The rhythms of conversation and movement are ones we’ve learned over time. We both know where we’re headed—down to a little spring-fed lake, where we’ll sit in the pine-shrouded gazebo that’s been there as long as I can remember. We’ve almost reached it when I find myself spilling the story of May Crandall, the Tennessee Children’s Home Society, and Grandma Judy’s strange warning to me about Arcadia.

Elliot stops at the base of the gazebo stairs. He leans against a post, crosses his arms over his chest, looks at me like I’ve just sprouted horns. “Avery, where is all this coming from?”

“All…what?”

“All this…I don’t know…digging into things that are ancient history? Things that have nothing to do with you? Don’t you have enough on your plate with your dad, and the hubbub over the nursing home cases, and Leslie always trying to whip you into shape?”

I’m not sure whether to be offended or to take Elliot’s protest as the voice of reason speaking. “That’s just the point.
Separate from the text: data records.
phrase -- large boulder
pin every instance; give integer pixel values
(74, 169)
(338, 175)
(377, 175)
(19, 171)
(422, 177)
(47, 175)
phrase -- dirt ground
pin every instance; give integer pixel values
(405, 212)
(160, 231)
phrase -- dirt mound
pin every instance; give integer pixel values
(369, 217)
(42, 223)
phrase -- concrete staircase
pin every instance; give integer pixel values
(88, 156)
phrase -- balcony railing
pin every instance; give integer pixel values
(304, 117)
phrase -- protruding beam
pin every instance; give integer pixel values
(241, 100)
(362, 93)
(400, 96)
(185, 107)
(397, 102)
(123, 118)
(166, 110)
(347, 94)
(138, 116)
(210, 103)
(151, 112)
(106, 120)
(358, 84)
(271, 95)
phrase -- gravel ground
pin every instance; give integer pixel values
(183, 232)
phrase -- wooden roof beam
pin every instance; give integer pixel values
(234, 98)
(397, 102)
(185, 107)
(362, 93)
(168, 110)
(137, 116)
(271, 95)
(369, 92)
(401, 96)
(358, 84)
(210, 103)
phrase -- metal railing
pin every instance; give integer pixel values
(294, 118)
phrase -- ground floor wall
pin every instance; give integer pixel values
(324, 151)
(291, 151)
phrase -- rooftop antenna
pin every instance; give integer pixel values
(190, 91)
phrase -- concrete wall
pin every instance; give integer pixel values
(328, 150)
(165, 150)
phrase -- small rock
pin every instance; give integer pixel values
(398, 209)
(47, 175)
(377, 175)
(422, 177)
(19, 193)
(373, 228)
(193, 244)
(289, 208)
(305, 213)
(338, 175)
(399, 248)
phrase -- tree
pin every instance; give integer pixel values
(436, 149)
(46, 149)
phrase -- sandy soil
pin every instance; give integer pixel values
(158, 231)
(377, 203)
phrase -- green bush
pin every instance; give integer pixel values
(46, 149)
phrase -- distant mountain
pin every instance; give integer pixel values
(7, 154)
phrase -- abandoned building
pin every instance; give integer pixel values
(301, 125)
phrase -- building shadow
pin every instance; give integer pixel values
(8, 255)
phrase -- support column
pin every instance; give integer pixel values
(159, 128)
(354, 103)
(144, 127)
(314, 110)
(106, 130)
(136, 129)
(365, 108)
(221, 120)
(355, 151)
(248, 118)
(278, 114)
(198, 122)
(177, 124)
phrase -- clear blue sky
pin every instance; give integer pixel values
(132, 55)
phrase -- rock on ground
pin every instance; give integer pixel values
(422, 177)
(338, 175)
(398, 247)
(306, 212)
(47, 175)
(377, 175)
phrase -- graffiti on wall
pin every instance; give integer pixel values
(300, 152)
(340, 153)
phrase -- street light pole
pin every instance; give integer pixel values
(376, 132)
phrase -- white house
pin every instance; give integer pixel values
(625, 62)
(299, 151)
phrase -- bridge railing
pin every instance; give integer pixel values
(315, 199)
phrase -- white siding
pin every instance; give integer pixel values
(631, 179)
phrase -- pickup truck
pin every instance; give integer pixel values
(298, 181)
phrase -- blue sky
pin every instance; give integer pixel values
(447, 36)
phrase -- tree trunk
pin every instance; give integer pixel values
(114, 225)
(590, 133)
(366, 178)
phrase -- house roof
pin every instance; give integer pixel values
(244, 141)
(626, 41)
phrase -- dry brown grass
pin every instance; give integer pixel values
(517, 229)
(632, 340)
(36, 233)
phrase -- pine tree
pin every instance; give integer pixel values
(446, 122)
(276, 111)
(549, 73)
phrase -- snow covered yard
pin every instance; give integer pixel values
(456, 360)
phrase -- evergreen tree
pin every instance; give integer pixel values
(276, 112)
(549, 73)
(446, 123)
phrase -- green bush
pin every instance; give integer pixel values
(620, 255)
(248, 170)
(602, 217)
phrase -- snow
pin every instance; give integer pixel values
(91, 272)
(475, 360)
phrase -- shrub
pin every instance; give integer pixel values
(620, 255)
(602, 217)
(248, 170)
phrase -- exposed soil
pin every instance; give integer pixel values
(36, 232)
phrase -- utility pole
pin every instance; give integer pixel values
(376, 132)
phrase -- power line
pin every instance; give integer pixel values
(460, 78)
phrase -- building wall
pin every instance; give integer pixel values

What if it did have something to do with us? What if Grandma Judy was so interested in the Tennessee Children’s Home Society because our family had some connection to it? What if they were involved in the legislation that legalized all of those adoptions and sealed the records?”

“If they did, why would you want to know about it? What does it matter, decades after the fact?” He frowns, his brows drawing together in a dark knot.

“Because…well…because it mattered to Grandma Judy, for one thing.”

“That’s exactly why you need to be careful of it.”

I’m dumbfounded for a minute. Heat rises under the silky sleeveless blouse I wore to church. Suddenly, my fiancé sounds way too much like his mother. Even the intonation of the sentence reminds me of Bitsy. Over the years, she and my grandmother have found themselves on opposite sides of various issues around town, often with Honeybee as a wishbone in the middle. “What is that supposed to mean?”

Maybe Elliot is just tired, and or maybe Bitsy got under his skin about something at breakfast, but I’m shocked when he flips a hand into the air. It falls and hits his leg with a dull slap. “Avery, you know that Judy Stafford has always been too outspoken for her own good. It isn’t any big secret. Don’t act like no one’s ever said it before.” He looks me in the eye with an annoyingly calm countenance. “She came close to ruining your grandfather’s career a few times…and your father’s.”